O comerciante Laudecir Neves Pimenta, afirmou que até os garis que prestam serviço para a Prefeitura Municipal de Linhares evitam passar pelo local. ”Isto está aí há vários anos e ninguém limpa”, declarou, argumentando que a ideia não é declarar guerra aos pássaros, mas apelar para que uma solução seja adotada.
O frentista Aroldo Lopes, que trabalha nas imediações sugeriu que a prefeitura utilize diariamente um carro pipa para lavar aquele trecho da calçada com água clorada e, desta forma, impedir a proliferação de bactérias e fungos que possam transmitir doenças.
A situação se repete já há vários verões, conforme informou a comerciante Margarida Proedel. Segundo ela, o fedor aumenta durante os períodos chuvosos do verão, chegando a ficar insuportável, de acordo com a posição do vento.

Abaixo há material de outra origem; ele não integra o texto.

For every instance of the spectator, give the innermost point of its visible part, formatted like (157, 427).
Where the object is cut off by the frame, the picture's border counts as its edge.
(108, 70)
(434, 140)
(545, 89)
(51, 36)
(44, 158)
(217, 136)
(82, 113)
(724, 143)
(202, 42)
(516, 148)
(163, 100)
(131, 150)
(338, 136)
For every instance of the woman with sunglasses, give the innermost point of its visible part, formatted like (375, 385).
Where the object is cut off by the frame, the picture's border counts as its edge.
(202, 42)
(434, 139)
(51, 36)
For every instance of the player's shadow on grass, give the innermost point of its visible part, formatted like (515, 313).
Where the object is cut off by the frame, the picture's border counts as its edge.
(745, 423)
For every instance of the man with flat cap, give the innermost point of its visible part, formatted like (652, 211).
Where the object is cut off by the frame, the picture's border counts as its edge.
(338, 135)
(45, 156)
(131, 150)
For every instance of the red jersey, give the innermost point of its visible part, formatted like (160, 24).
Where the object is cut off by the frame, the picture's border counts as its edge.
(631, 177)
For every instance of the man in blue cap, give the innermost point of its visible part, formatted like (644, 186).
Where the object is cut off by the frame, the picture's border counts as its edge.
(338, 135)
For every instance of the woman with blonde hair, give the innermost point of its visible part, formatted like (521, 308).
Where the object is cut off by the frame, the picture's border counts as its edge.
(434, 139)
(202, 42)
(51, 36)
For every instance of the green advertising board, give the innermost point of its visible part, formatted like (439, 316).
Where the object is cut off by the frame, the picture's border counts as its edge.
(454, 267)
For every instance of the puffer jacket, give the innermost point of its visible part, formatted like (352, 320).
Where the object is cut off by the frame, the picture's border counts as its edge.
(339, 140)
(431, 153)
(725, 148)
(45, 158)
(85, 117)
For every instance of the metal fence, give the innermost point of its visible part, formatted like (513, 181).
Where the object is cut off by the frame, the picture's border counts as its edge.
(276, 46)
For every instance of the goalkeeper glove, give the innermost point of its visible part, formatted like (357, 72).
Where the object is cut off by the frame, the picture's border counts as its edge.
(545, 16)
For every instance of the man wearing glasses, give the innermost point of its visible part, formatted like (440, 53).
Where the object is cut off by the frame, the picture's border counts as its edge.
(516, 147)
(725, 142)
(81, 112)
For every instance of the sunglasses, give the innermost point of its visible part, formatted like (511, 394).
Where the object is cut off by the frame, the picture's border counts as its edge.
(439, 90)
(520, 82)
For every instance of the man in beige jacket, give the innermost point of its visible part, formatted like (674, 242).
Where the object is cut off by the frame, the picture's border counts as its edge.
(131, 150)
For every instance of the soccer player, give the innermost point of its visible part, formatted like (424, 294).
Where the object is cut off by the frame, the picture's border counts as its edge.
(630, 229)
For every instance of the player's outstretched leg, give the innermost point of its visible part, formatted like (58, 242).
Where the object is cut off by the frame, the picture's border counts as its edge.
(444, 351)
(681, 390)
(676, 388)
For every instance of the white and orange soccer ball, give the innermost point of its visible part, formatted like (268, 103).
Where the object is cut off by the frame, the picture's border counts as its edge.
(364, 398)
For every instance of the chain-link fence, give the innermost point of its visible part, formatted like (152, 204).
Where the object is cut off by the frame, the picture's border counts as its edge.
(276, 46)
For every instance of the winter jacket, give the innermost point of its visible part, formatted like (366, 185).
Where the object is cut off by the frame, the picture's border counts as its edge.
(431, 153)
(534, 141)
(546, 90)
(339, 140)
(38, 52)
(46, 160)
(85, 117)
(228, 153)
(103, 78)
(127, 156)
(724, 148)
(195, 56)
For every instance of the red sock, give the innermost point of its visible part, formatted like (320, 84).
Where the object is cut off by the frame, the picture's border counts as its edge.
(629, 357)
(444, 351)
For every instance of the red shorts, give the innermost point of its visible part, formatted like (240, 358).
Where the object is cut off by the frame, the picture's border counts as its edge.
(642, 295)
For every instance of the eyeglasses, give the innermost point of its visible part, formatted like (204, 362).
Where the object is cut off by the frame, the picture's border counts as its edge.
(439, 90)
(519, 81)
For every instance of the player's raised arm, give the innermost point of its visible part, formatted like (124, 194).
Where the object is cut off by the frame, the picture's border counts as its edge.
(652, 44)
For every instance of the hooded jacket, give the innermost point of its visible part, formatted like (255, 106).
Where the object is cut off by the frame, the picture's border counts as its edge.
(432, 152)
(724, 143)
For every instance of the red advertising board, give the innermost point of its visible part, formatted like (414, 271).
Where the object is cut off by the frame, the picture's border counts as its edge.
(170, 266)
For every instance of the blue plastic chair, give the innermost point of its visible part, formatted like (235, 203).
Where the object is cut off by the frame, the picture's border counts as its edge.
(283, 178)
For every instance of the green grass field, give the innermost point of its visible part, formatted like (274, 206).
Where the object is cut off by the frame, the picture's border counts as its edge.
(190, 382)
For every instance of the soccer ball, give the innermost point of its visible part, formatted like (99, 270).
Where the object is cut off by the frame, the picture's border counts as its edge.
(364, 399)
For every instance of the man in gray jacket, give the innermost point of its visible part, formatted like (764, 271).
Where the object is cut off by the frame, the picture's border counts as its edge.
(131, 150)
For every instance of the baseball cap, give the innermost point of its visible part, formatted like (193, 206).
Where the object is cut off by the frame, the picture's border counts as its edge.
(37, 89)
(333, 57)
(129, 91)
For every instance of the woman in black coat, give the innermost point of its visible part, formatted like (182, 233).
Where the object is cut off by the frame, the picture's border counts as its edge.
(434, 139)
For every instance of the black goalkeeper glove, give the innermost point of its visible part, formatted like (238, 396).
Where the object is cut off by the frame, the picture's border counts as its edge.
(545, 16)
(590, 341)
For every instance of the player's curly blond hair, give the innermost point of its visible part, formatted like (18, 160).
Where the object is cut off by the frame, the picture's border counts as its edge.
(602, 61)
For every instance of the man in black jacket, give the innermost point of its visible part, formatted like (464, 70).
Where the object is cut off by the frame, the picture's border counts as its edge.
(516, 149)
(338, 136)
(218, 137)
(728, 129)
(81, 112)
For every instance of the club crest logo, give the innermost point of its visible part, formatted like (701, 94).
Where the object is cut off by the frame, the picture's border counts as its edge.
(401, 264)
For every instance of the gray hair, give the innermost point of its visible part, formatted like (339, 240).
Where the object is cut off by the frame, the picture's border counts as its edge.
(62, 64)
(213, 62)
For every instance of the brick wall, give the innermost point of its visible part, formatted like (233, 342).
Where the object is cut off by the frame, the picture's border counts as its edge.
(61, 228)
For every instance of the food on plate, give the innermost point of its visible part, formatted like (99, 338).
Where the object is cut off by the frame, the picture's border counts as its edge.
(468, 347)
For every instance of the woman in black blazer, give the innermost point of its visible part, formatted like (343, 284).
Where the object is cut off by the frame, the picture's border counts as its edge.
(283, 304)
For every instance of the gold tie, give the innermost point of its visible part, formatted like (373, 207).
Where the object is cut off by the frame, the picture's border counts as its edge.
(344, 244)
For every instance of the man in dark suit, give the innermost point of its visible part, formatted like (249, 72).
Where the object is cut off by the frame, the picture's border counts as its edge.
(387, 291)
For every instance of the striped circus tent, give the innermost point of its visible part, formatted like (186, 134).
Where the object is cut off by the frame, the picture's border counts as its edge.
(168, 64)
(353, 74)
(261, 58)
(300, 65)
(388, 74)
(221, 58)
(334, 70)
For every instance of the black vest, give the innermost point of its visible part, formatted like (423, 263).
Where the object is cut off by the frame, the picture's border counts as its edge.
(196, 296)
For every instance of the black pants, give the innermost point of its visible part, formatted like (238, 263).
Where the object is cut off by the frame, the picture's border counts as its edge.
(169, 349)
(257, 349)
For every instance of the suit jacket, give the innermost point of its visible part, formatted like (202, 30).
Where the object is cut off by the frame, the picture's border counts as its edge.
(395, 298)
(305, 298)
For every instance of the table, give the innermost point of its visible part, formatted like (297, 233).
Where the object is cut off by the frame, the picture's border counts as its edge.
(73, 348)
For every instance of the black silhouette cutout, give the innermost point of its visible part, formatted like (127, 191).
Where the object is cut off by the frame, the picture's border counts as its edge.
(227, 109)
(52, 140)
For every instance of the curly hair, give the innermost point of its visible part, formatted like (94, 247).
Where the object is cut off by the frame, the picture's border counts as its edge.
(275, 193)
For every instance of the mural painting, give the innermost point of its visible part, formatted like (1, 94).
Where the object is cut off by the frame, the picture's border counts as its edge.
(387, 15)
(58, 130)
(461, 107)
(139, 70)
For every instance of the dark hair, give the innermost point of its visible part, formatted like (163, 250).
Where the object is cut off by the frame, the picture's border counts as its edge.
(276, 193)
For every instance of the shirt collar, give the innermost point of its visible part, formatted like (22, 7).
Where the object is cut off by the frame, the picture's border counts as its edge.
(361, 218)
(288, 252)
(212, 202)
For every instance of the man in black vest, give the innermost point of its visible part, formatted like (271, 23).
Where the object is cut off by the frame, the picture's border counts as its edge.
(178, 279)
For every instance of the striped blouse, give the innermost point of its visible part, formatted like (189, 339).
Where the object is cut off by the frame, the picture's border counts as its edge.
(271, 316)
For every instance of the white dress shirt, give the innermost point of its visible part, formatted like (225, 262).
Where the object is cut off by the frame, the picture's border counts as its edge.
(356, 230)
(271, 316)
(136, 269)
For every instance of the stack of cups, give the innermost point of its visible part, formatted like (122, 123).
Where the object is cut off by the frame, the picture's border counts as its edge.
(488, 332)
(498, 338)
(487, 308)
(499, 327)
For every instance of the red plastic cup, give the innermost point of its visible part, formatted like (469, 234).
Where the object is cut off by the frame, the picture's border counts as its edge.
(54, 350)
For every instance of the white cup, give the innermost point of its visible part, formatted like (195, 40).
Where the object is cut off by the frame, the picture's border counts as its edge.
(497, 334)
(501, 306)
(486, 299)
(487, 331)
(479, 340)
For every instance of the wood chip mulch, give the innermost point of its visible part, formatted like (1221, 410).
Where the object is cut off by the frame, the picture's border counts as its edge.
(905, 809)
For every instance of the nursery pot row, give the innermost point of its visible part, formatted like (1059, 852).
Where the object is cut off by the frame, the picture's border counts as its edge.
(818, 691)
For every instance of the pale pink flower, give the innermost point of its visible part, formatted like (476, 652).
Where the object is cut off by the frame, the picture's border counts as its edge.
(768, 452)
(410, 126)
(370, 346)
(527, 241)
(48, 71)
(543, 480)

Muitos trabalhadores da região relataram que, para evitar o trecho são obrigados a disputar espaço na pista da rodovia com os carros. “Se alguém passar por ali tem que tirar os calçados e lavá- los antes de entrar em casa”, disse.
Mas de acordo com o especialista em doenças infecto- parasitárias, Carlos Montes Gurgel, as fezes só representam risco à saúde no caso de contato direto e duradouro.
O problema está concentrado no trecho compreendido entre as empresas Fiat Veículos e Immel Metal Mecânica, de um lado e, no outro, entre a Multiplan e a Linfel.